Call of Duty Franchising
This week, the professional esports team 100 Thieves decided not to pursue a franchise spot with the Call of Duty league (CDL) due to two reasons: 1) too expensive and 2) not ready to commit to a city-based model.
Back in February of this year, we published a piece titled "Esports Leagues: Stop Franchising". As one of the most recognizable esports brands in Call of Duty, 100 Thieves not participating in the Call of Duty franchise league is only the latest iteration of our thesis on esports franchising playing out as we had expected.

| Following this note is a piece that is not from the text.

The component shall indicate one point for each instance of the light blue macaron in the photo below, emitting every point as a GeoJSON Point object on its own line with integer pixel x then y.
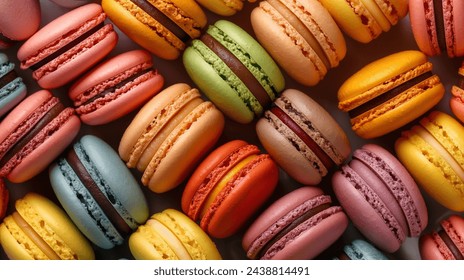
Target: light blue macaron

Our concerns were echoed this yesterday by Matt “Nadeshot” Haag (CEO, 100 Thieves) in the video below: "We are not ready to pick a city. This is a worldwide brand… To make a financial commitment as large as this just doesn’t make sense for us right now.” It’s worth noting that this video has 1.4M views on Twitter and 260k views on YouTube in less than 24 hours. There has been quite a bit of community backlash towards Activision Blizzard after this announcement.

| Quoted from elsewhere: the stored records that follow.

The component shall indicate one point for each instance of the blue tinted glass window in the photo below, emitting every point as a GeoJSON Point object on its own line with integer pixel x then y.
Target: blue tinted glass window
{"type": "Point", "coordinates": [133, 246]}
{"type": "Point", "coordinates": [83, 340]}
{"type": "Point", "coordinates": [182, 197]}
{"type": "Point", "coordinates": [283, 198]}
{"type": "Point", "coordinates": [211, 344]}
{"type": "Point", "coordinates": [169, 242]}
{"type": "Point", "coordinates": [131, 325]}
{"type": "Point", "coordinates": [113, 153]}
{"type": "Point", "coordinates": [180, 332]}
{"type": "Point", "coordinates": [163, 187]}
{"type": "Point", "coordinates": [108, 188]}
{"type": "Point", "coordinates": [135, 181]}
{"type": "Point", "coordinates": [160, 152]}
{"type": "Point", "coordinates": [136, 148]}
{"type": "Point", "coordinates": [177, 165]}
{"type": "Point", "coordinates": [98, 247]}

Let me briefly address 2 key points around franchising and the city-based model.
1) High franchise fees: Franchise fees are way too expensive for esports teams today, especially given that the path to a risk-adjusted ROI is unclear at best. It does not make sense to charge ~$35M per CDL franchise spot for a game that gets only 35% of the viewership of Overwatch ($20-30M at launch) and only 9.8% of League of Legends ($10M at launch). I’m a bigger fan of CDL than I am of OWL, due to the longevity of the CoD franchise (started in 2003), but these high buy-in fees are an overreach by Activision Blizzard as they are effectively offloading the marketing costs for their own league to outside investment groups. It’s horribly mis-priced.

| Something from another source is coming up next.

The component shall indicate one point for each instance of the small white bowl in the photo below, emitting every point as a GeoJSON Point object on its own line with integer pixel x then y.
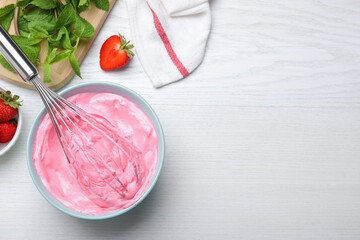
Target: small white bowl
{"type": "Point", "coordinates": [4, 147]}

2) Esports & city based models: Over the past 20 years, esports has been built on a globally distributed landscape. This coincided with the rise of the internet, social media, and 4G connectivity. Locking teams into a city is tough for an inherently geo-agnostic fanbase. Taking the local city model from traditional sports and forcing that upon the esports ecosystem (inherently global and distributed by nature) is not being done well.
I do believe that esports has a key role to play at the local level, but Activisoin Blizzard is not letting the teams in the OWL or the CDL use their own global brands for their cities. This disconnect is near-sighted and has led to top esports teams not joining the CDL (i.e. 100 Thieves, Gen.G, Luminosity). In contrast, Riot Games is wisely letting teams (like 100 Thieves) use their global brand as their team brand in the LCS. Activision Blizzard is taking a 10-20 year view on brand ownership for a video game league that is still in its infancy. The next 3-5 years are much more important than trying to optimize for a hypothetical long-term. This is a key difference between sports & esports: sports are 50+ year-old competitive scenes whereas video games have much shorter life cycles (especially unproven ones like Overwatch).
What we proposed in our piece in February is for esports leagues to follow the promotion/relegation structure while charging reasonable annual dues based on whether you’re in Tier 1 (i.e. $500k-$2m/yr), Tier 2 ($100-500k), or Tier 3 ($25k/yr + open qualifiers). This would allow for the publisher to fund & operate the league while also limiting the financial burden on teams that want to participate in a league that will undoubtedly be short term in nature (<20 yrs, if not much shorter).
Today (talent flight): just today, Adam Apicella, Activision Blizzard’s vice president of league and event operations has announced his departure from the company. His departure comes following the final event of the Call of Duty World League, and ahead of next year’s launch of the franchised, geolocated Call of Duty Global League (CDL).